There is no reason to mince words here. Politicization of this issue is selfish, and dangerous. As N.J. Governor Chris Christie Kentucky Senator Rand Paul full well know, PEOPLE ALREADY HAVE CHOICE! Parents can opt out of having their kids vaccinated for either philosophical or religious reasons, depending on the state. Posturing as a defender of individual liberty, when people already have it, is selfish political grandstanding and nothing more.
And it is directly harmful to public health, because it will color how some people feel about vaccination. We follow the thought leaders of our tribes on lots of issues. We don't carefully think everything through and with open minds objectively analyze the facts. We usually just adopt the tribal view on a given issue, the view as declared by our tribal leaders, because by sharing the view of the tribe we are accepted as a member in good standing and therefore merit the protection of the tribe. It instinctively feels safer to agree with the beliefs of the groups with which we most closely associate.

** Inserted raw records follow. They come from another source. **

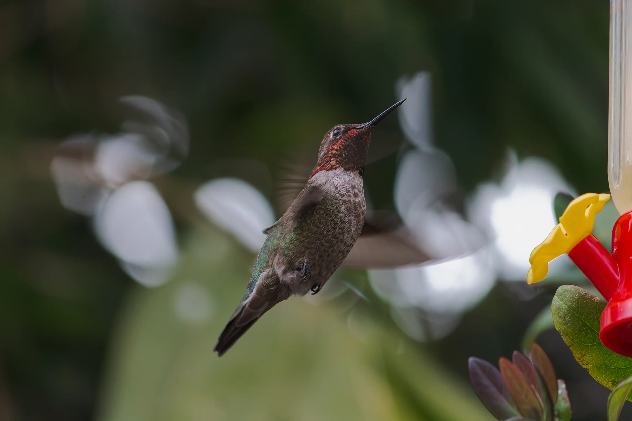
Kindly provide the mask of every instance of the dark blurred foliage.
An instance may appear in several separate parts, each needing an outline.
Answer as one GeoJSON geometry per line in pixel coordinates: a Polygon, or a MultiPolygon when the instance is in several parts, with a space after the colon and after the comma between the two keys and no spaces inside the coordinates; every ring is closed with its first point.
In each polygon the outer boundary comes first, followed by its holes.
{"type": "MultiPolygon", "coordinates": [[[[48,166],[64,138],[116,131],[119,97],[187,116],[191,151],[173,175],[195,184],[237,175],[216,163],[226,158],[274,175],[293,148],[367,120],[400,76],[428,70],[435,142],[464,195],[499,174],[508,146],[550,160],[579,192],[605,191],[608,11],[594,0],[0,1],[0,418],[94,415],[138,287],[59,205],[48,166]]],[[[374,137],[401,139],[396,119],[374,137]]],[[[396,164],[367,168],[376,207],[392,206],[396,164]]],[[[271,197],[256,174],[239,175],[271,197]]],[[[554,292],[524,300],[523,287],[499,284],[424,347],[463,379],[470,355],[509,356],[554,292]]],[[[556,333],[541,338],[573,420],[605,419],[607,391],[556,333]]]]}

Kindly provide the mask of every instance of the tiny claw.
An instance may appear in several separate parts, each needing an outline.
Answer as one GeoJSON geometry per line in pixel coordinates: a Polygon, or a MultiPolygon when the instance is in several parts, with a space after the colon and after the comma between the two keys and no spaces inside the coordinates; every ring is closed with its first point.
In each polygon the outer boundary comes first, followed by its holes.
{"type": "Polygon", "coordinates": [[[303,264],[303,269],[301,270],[301,280],[304,281],[307,279],[309,279],[312,277],[312,271],[310,270],[310,267],[307,264],[307,258],[305,258],[305,261],[303,264]]]}

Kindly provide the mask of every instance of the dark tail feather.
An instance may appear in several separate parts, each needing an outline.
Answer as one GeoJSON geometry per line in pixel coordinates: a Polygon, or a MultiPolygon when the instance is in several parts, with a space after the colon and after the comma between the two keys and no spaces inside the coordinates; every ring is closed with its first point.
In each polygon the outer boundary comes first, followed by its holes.
{"type": "Polygon", "coordinates": [[[243,326],[237,326],[237,321],[240,318],[240,314],[233,318],[226,327],[222,331],[222,334],[217,339],[217,343],[216,344],[213,350],[217,353],[218,357],[221,357],[224,353],[230,349],[231,347],[237,341],[237,340],[241,337],[253,324],[255,324],[259,317],[253,319],[243,326]]]}

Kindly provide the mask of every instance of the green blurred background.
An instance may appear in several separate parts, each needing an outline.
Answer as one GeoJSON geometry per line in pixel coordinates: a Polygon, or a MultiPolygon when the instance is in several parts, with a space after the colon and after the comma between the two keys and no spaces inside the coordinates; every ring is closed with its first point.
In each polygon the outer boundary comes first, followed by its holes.
{"type": "MultiPolygon", "coordinates": [[[[467,357],[495,364],[521,349],[564,279],[499,282],[448,336],[421,343],[365,272],[345,270],[354,288],[291,299],[218,359],[254,256],[196,213],[191,194],[231,176],[271,200],[289,151],[367,121],[421,71],[432,74],[434,143],[454,163],[457,208],[498,179],[508,148],[549,160],[579,193],[607,191],[608,20],[594,0],[0,1],[0,419],[492,419],[467,357]],[[51,177],[56,146],[116,133],[118,99],[130,94],[179,110],[190,131],[188,155],[154,181],[180,252],[155,288],[62,207],[51,177]],[[252,160],[255,169],[226,164],[252,160]],[[190,285],[212,292],[203,323],[174,316],[190,285]]],[[[392,117],[374,137],[404,140],[392,117]]],[[[394,208],[398,157],[367,169],[377,208],[394,208]]],[[[605,419],[608,391],[557,333],[538,341],[573,419],[605,419]]]]}

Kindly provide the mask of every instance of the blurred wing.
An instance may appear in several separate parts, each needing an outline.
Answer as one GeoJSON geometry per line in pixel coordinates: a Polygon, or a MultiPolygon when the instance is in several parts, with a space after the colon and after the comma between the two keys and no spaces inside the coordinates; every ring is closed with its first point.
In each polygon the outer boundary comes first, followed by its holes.
{"type": "Polygon", "coordinates": [[[364,269],[418,264],[430,257],[415,244],[412,234],[394,212],[367,214],[360,237],[343,263],[364,269]]]}
{"type": "MultiPolygon", "coordinates": [[[[401,136],[382,134],[373,136],[368,149],[367,163],[377,161],[396,152],[402,145],[401,136]]],[[[275,192],[275,207],[277,214],[282,215],[298,196],[305,186],[310,174],[316,163],[317,153],[313,148],[305,147],[294,151],[284,160],[291,162],[281,169],[275,192]]]]}
{"type": "Polygon", "coordinates": [[[278,215],[283,215],[298,197],[311,173],[312,167],[305,163],[293,163],[285,167],[276,187],[274,201],[278,215]]]}

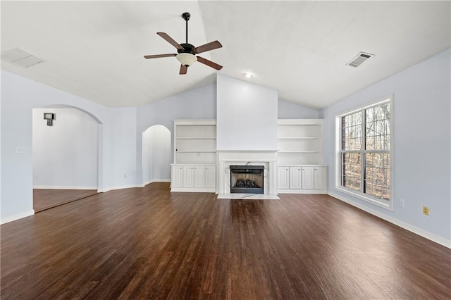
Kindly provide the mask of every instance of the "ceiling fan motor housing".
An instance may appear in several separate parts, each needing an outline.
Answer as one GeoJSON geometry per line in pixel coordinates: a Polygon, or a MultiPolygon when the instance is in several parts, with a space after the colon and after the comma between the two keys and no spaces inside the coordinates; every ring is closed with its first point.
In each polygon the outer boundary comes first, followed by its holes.
{"type": "Polygon", "coordinates": [[[197,58],[190,53],[179,53],[175,58],[185,67],[189,67],[197,61],[197,58]]]}

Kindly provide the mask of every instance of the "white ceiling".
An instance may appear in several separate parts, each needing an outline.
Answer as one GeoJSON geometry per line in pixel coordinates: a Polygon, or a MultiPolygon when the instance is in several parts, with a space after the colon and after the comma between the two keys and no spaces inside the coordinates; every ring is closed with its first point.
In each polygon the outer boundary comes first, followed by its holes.
{"type": "Polygon", "coordinates": [[[451,46],[444,1],[1,1],[1,52],[44,59],[1,68],[111,107],[137,106],[214,82],[194,63],[178,75],[176,53],[156,35],[219,40],[202,54],[230,77],[272,87],[279,98],[323,108],[451,46]],[[359,52],[376,56],[345,65],[359,52]],[[246,79],[243,73],[254,75],[246,79]]]}

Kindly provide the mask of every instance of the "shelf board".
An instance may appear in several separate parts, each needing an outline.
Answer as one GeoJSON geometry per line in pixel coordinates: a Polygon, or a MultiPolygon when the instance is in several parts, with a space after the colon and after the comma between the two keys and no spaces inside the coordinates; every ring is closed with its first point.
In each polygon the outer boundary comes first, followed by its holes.
{"type": "Polygon", "coordinates": [[[175,153],[214,153],[215,154],[216,154],[216,150],[215,151],[204,151],[204,150],[200,150],[200,151],[180,151],[180,150],[178,150],[175,151],[175,153]]]}
{"type": "Polygon", "coordinates": [[[216,139],[216,137],[176,137],[176,139],[216,139]]]}
{"type": "Polygon", "coordinates": [[[318,139],[318,137],[278,137],[277,139],[318,139]]]}
{"type": "Polygon", "coordinates": [[[279,151],[278,153],[319,153],[317,151],[279,151]]]}

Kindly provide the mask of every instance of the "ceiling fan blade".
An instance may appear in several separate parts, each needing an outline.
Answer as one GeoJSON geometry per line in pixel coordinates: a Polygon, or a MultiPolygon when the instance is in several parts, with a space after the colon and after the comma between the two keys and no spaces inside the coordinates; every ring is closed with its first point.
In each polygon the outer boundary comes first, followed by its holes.
{"type": "Polygon", "coordinates": [[[180,75],[185,75],[186,72],[188,70],[188,68],[186,65],[180,65],[180,71],[179,73],[180,75]]]}
{"type": "Polygon", "coordinates": [[[144,58],[158,58],[159,57],[177,56],[177,54],[156,54],[156,55],[144,55],[144,58]]]}
{"type": "Polygon", "coordinates": [[[214,63],[211,61],[209,61],[208,59],[205,59],[203,57],[197,56],[197,61],[204,65],[208,65],[209,67],[211,67],[214,69],[216,69],[218,70],[223,68],[223,66],[217,64],[216,63],[214,63]]]}
{"type": "Polygon", "coordinates": [[[175,48],[177,48],[178,49],[183,50],[183,47],[181,46],[180,44],[178,44],[178,43],[177,42],[175,42],[174,40],[174,39],[173,39],[172,37],[168,36],[167,33],[166,33],[166,32],[156,32],[156,34],[158,35],[159,35],[160,37],[163,37],[164,39],[166,40],[167,42],[168,42],[169,44],[171,44],[171,45],[173,45],[175,48]]]}
{"type": "Polygon", "coordinates": [[[214,41],[194,48],[194,51],[195,53],[202,53],[210,50],[217,49],[218,48],[221,48],[222,46],[223,45],[221,45],[219,42],[214,41]]]}

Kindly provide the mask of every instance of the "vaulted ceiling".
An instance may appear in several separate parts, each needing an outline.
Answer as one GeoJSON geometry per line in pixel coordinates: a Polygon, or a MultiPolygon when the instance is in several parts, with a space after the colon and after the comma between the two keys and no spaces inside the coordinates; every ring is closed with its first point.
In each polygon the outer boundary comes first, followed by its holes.
{"type": "Polygon", "coordinates": [[[278,90],[320,108],[451,46],[444,1],[1,1],[1,52],[18,47],[44,60],[1,68],[110,107],[137,106],[214,82],[216,72],[278,90]],[[219,40],[178,75],[176,53],[156,35],[219,40]],[[346,65],[360,51],[375,54],[346,65]],[[246,78],[245,73],[252,77],[246,78]]]}

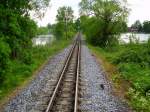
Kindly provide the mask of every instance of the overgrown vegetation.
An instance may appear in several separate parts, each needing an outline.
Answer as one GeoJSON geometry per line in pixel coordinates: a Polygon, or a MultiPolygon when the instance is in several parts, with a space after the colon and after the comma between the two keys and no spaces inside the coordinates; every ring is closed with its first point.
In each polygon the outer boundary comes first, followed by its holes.
{"type": "MultiPolygon", "coordinates": [[[[49,56],[66,47],[75,33],[73,11],[70,7],[58,10],[55,25],[38,27],[32,16],[42,18],[50,0],[1,0],[0,4],[0,100],[32,76],[49,56]],[[67,30],[61,15],[67,12],[67,30]],[[62,27],[59,27],[62,24],[62,27]],[[57,32],[60,31],[60,32],[57,32]],[[63,34],[67,31],[67,37],[63,34]],[[58,40],[51,45],[33,46],[36,35],[55,34],[58,40]],[[67,39],[67,40],[65,40],[67,39]]],[[[64,17],[64,15],[62,16],[64,17]]]]}
{"type": "Polygon", "coordinates": [[[71,7],[60,7],[56,15],[57,23],[53,25],[53,34],[57,39],[72,38],[75,33],[73,10],[71,7]]]}
{"type": "MultiPolygon", "coordinates": [[[[130,38],[129,44],[119,45],[119,34],[127,31],[126,2],[119,0],[82,0],[81,29],[92,49],[114,64],[121,78],[130,84],[128,99],[136,111],[150,111],[150,40],[138,42],[130,38]]],[[[139,21],[133,27],[149,32],[149,21],[139,21]]],[[[118,76],[116,76],[118,77],[118,76]]]]}
{"type": "Polygon", "coordinates": [[[144,21],[141,23],[137,20],[131,25],[131,29],[134,29],[138,33],[150,33],[150,21],[144,21]]]}
{"type": "Polygon", "coordinates": [[[94,46],[91,48],[115,65],[120,76],[130,84],[126,97],[133,109],[137,112],[149,112],[150,41],[145,44],[118,45],[113,50],[94,46]]]}
{"type": "Polygon", "coordinates": [[[81,28],[88,42],[108,47],[118,43],[116,35],[126,30],[128,9],[118,0],[82,0],[81,28]]]}
{"type": "Polygon", "coordinates": [[[31,64],[26,64],[27,62],[24,63],[18,59],[10,61],[9,69],[7,70],[7,72],[5,72],[5,76],[3,76],[3,78],[1,79],[3,80],[3,83],[0,84],[0,100],[4,96],[7,96],[10,92],[12,92],[15,87],[21,85],[25,80],[31,77],[33,72],[37,70],[39,66],[47,61],[47,59],[49,59],[51,56],[58,53],[58,51],[65,48],[69,43],[70,40],[60,40],[55,41],[50,45],[48,44],[46,46],[35,46],[31,48],[31,64]]]}

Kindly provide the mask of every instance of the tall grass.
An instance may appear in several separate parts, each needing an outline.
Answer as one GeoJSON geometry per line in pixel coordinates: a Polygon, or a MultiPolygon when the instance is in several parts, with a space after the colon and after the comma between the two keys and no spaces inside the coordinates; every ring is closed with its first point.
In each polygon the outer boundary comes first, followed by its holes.
{"type": "Polygon", "coordinates": [[[150,112],[150,40],[118,45],[113,51],[91,45],[90,48],[115,65],[121,77],[130,83],[127,97],[133,109],[150,112]]]}
{"type": "Polygon", "coordinates": [[[32,77],[37,70],[48,58],[52,57],[60,50],[69,45],[70,40],[55,41],[51,45],[36,46],[31,49],[32,63],[25,64],[19,60],[10,62],[8,72],[5,74],[5,80],[0,84],[0,100],[11,93],[16,87],[22,85],[24,81],[32,77]]]}

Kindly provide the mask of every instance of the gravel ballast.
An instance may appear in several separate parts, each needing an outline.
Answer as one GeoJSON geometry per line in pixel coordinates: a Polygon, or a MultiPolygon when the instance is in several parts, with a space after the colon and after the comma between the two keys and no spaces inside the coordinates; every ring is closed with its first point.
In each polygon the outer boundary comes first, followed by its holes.
{"type": "Polygon", "coordinates": [[[112,95],[102,66],[89,49],[81,49],[81,112],[130,112],[125,102],[112,95]]]}
{"type": "MultiPolygon", "coordinates": [[[[6,105],[4,112],[44,111],[70,48],[50,59],[37,77],[6,105]]],[[[128,105],[112,94],[105,72],[85,45],[81,47],[80,80],[81,112],[130,112],[128,105]]]]}
{"type": "Polygon", "coordinates": [[[28,87],[8,103],[4,112],[42,112],[45,110],[70,48],[71,46],[50,59],[28,87]]]}

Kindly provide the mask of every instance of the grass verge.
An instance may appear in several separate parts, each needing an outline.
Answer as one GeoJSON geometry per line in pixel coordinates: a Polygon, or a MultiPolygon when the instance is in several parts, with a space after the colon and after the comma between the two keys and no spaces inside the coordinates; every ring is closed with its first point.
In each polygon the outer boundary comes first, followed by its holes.
{"type": "Polygon", "coordinates": [[[147,45],[120,45],[113,50],[88,45],[101,60],[116,94],[137,112],[150,112],[150,69],[147,45]]]}
{"type": "Polygon", "coordinates": [[[32,64],[24,64],[19,60],[10,63],[10,70],[5,75],[5,81],[0,85],[0,105],[3,105],[12,94],[27,85],[33,79],[38,69],[42,68],[48,59],[70,44],[70,40],[55,41],[51,45],[36,46],[32,50],[32,64]],[[43,64],[44,63],[44,64],[43,64]]]}

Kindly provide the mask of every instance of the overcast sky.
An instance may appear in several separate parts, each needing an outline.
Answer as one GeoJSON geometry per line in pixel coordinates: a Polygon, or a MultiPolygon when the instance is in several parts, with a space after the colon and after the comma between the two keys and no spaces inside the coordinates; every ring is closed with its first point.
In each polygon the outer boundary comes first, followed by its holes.
{"type": "MultiPolygon", "coordinates": [[[[48,23],[55,23],[57,9],[61,6],[71,6],[74,10],[74,15],[78,17],[78,3],[81,0],[51,0],[50,8],[48,8],[44,18],[38,20],[39,26],[46,26],[48,23]]],[[[128,0],[129,8],[131,9],[128,18],[128,24],[131,25],[136,20],[143,22],[150,20],[150,0],[128,0]]]]}

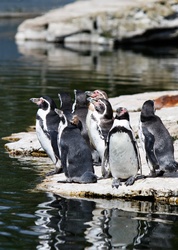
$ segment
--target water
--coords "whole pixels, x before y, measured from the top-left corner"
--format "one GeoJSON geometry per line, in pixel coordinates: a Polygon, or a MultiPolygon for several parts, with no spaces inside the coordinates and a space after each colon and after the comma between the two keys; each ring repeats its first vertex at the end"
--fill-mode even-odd
{"type": "MultiPolygon", "coordinates": [[[[0,137],[35,122],[29,99],[73,89],[104,89],[109,97],[174,90],[176,47],[103,50],[16,44],[21,19],[0,22],[0,137]]],[[[38,162],[13,158],[0,141],[0,249],[177,249],[178,207],[152,201],[64,199],[35,192],[38,162]]]]}

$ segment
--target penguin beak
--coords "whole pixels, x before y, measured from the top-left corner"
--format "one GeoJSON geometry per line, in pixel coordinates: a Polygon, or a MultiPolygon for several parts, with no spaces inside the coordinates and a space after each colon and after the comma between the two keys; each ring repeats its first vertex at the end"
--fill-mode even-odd
{"type": "Polygon", "coordinates": [[[88,97],[87,100],[93,104],[96,102],[96,100],[92,97],[88,97]]]}
{"type": "Polygon", "coordinates": [[[40,105],[43,100],[41,98],[30,98],[30,101],[37,105],[40,105]]]}
{"type": "Polygon", "coordinates": [[[91,95],[93,94],[93,92],[92,92],[92,91],[85,91],[85,94],[86,94],[87,96],[91,96],[91,95]]]}
{"type": "Polygon", "coordinates": [[[63,111],[60,109],[54,109],[54,111],[56,112],[56,114],[58,114],[60,117],[63,115],[63,111]]]}

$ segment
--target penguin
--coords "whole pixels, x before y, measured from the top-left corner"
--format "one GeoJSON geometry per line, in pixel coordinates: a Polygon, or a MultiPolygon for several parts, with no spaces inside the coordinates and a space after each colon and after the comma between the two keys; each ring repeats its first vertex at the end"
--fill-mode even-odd
{"type": "Polygon", "coordinates": [[[88,98],[94,106],[94,112],[91,114],[91,123],[89,127],[89,134],[91,142],[98,151],[101,159],[101,172],[103,178],[110,177],[110,170],[107,165],[103,166],[105,143],[108,132],[113,124],[113,110],[111,104],[106,99],[88,98]]]}
{"type": "Polygon", "coordinates": [[[176,171],[178,163],[174,159],[173,140],[160,117],[155,115],[152,100],[143,103],[139,132],[150,176],[162,176],[165,172],[176,171]]]}
{"type": "Polygon", "coordinates": [[[126,186],[132,185],[141,168],[140,154],[130,126],[129,113],[124,107],[116,110],[106,141],[103,164],[109,164],[113,188],[118,188],[121,181],[125,181],[126,186]]]}
{"type": "Polygon", "coordinates": [[[95,183],[91,151],[81,135],[80,120],[74,115],[68,121],[63,111],[55,109],[60,117],[58,127],[58,148],[66,182],[95,183]]]}
{"type": "Polygon", "coordinates": [[[69,93],[67,92],[61,92],[58,93],[58,97],[60,100],[60,110],[62,110],[67,117],[67,119],[72,118],[72,98],[69,93]]]}
{"type": "MultiPolygon", "coordinates": [[[[103,90],[96,89],[94,91],[85,91],[85,93],[86,93],[88,98],[89,97],[94,98],[95,100],[104,98],[104,99],[108,100],[108,96],[107,96],[106,92],[103,90]]],[[[94,112],[94,110],[95,110],[94,105],[91,102],[89,102],[88,112],[87,112],[87,116],[86,116],[86,129],[88,132],[88,137],[89,137],[90,145],[92,148],[92,157],[93,157],[94,164],[101,165],[101,159],[100,159],[99,154],[98,154],[98,152],[97,152],[97,150],[92,142],[92,137],[90,134],[90,131],[91,131],[90,128],[91,128],[91,123],[92,123],[91,115],[94,112]]]]}
{"type": "Polygon", "coordinates": [[[81,134],[83,138],[86,140],[87,144],[89,143],[88,132],[86,129],[86,116],[88,112],[88,100],[84,91],[74,89],[75,101],[72,106],[72,114],[77,115],[79,120],[81,121],[82,128],[81,134]]]}
{"type": "Polygon", "coordinates": [[[37,138],[44,151],[55,164],[55,171],[48,173],[48,175],[60,173],[62,168],[57,144],[60,117],[54,111],[57,106],[49,96],[31,98],[30,101],[38,106],[36,114],[37,138]]]}

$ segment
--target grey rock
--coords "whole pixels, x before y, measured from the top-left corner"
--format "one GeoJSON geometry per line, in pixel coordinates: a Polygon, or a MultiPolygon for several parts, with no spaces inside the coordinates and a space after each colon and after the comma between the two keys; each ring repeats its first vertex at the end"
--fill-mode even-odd
{"type": "Polygon", "coordinates": [[[89,0],[25,20],[17,41],[117,43],[172,41],[178,37],[178,0],[89,0]]]}

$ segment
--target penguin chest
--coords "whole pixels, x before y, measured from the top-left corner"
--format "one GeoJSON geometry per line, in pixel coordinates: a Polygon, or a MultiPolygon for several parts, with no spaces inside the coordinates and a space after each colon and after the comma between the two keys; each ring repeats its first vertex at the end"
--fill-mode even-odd
{"type": "Polygon", "coordinates": [[[101,136],[101,132],[99,131],[97,122],[93,120],[91,120],[90,123],[90,136],[92,144],[98,151],[100,158],[103,159],[105,150],[105,141],[101,136]]]}
{"type": "Polygon", "coordinates": [[[50,140],[49,136],[47,135],[47,133],[42,129],[39,120],[36,121],[36,134],[37,134],[37,138],[38,138],[42,148],[45,150],[47,155],[51,158],[53,163],[55,163],[56,157],[55,157],[53,148],[51,146],[51,140],[50,140]]]}
{"type": "Polygon", "coordinates": [[[117,132],[110,136],[109,165],[115,178],[128,179],[137,174],[138,159],[127,133],[117,132]]]}

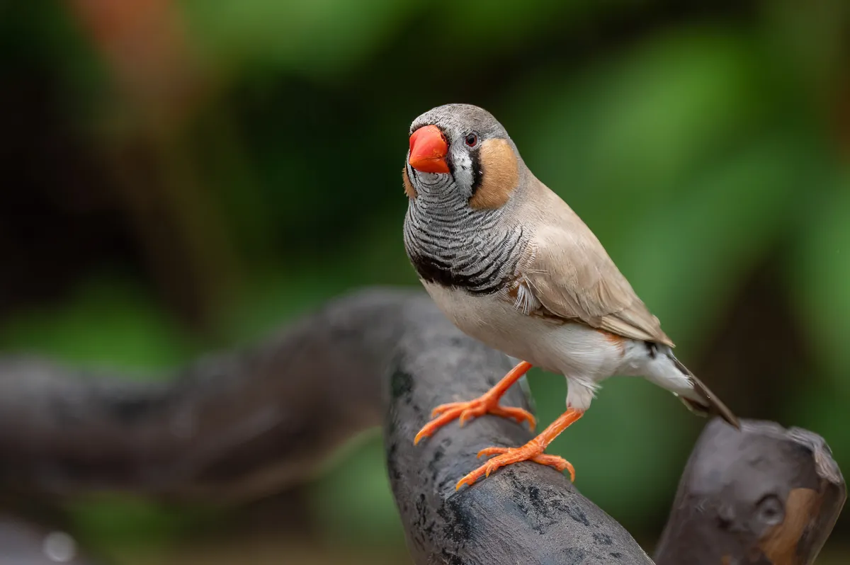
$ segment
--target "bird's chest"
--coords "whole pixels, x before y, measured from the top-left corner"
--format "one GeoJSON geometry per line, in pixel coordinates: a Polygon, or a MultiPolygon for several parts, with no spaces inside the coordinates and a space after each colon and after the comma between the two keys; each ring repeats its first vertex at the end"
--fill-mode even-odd
{"type": "Polygon", "coordinates": [[[512,357],[555,369],[547,324],[524,315],[502,294],[475,296],[465,291],[423,281],[425,290],[445,316],[463,333],[512,357]]]}
{"type": "Polygon", "coordinates": [[[600,380],[612,374],[621,358],[618,346],[596,330],[526,315],[501,293],[474,296],[435,283],[423,285],[465,334],[547,370],[600,380]]]}

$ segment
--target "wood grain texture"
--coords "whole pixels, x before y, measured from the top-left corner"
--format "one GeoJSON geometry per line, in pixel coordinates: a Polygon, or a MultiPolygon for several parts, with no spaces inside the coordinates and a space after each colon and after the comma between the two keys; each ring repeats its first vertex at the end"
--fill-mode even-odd
{"type": "MultiPolygon", "coordinates": [[[[523,426],[486,415],[413,444],[434,406],[480,395],[512,366],[421,291],[381,287],[331,301],[170,380],[0,359],[3,500],[7,509],[15,500],[31,508],[118,490],[241,505],[309,480],[337,446],[382,422],[415,562],[652,563],[552,468],[519,463],[455,490],[480,464],[479,449],[528,441],[523,426]]],[[[503,404],[529,409],[522,382],[503,404]]],[[[712,421],[685,470],[657,563],[808,565],[845,498],[819,436],[751,421],[738,432],[712,421]]],[[[0,523],[0,555],[26,545],[23,532],[0,523]]]]}
{"type": "Polygon", "coordinates": [[[847,498],[823,438],[720,420],[706,427],[679,483],[657,565],[809,565],[847,498]]]}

So when Christie and Paul question mandatory vaccination in the name of 'get government out of our lives' individual liberty, people who share that general value -- and particularly those who support Christie or Paul -- simply join in, and resistance to mandatory vaccination goes up.
To their credit, other conservative potential presidential candidates are not rising to this politically selfish behavior. Wisconsin Governor Scott Walker, and Senators Marco Rubio, Ted Cruz and Bobby Jindahl didn't bite on the lure of talking about individual liberty and instead came out solidly for vaccination. Period. Unlike Christie, who said he supports vaccination, but added his unnecessary defense of choice. Or unlike Paul, who also said he's for vaccination, but added "I've heard of many tragic cases of walking, talking, normal children, who wound up with profound mental disorders after vaccines." That is either ignorant or outrageous political pandering, similar to the whacky statement Michelle Bachman made after a primary debate in the 2012 presidential campaign about 'this woman told me that vaccines made her kid mentally retarded,' for which she was deservedly mocked. Paul should be too.
To be fair, there is a question about just how much choice people should have in opting out of vaccination. Outbreaks of vaccine controllable diseases in geographic pockets where vaccination rates have fallen below herd immunity levels suggest that it may be too easy to opt out. But this is an easy problem to solve. Opting out should still be possible. It should just be more difficult. It needs to be harder than just signing a form.
• People with philosophical/personal belief objections should have to provide materials that explain those objections. Perhaps they should have to write an essay, offer evidence of other things they do in their life that follow those beliefs, or provide a reading list demonstrating where their philosophy comes from. Philosophical objections based on denial of firm scientific evidence should not be allowed. School systems are not the place to have that fight.
• People with religious objections should have to provide material that spells out why their religion opposes vaccination. (Most don't.) This should include both an explanation, and a signed letter from the objector's Rabbi or Priest or Imam.
• In states with philosophical objections that have tried to make it harder to opt out by requiring a note from a doctor saying they have informed their patient about the pros and cons of vaccination, (a tactic adopted in a few states and being pursued in several others), there should be a requirement that the health care provider actually spend 15-20 minutes talking about the issue with their patient. That can be checked on their schedules. The health care provider should be held liable if they sign the note without spending that time.
Yes, people should have choice. But it should be harder to opt out than just signing a form. Early research indicates that this extra effort discourages some parents from opting out, and moves vaccination rates for some diseases closer to herd immunity levels. Society has the well-established right in law to do this kind of thing, in the name of public health.
It also has the right to vote. And candidates who posture on the vaccination question the way Christie and Paul have, endangering public health in the process, should be held accountable for such selfishness at the ballot box.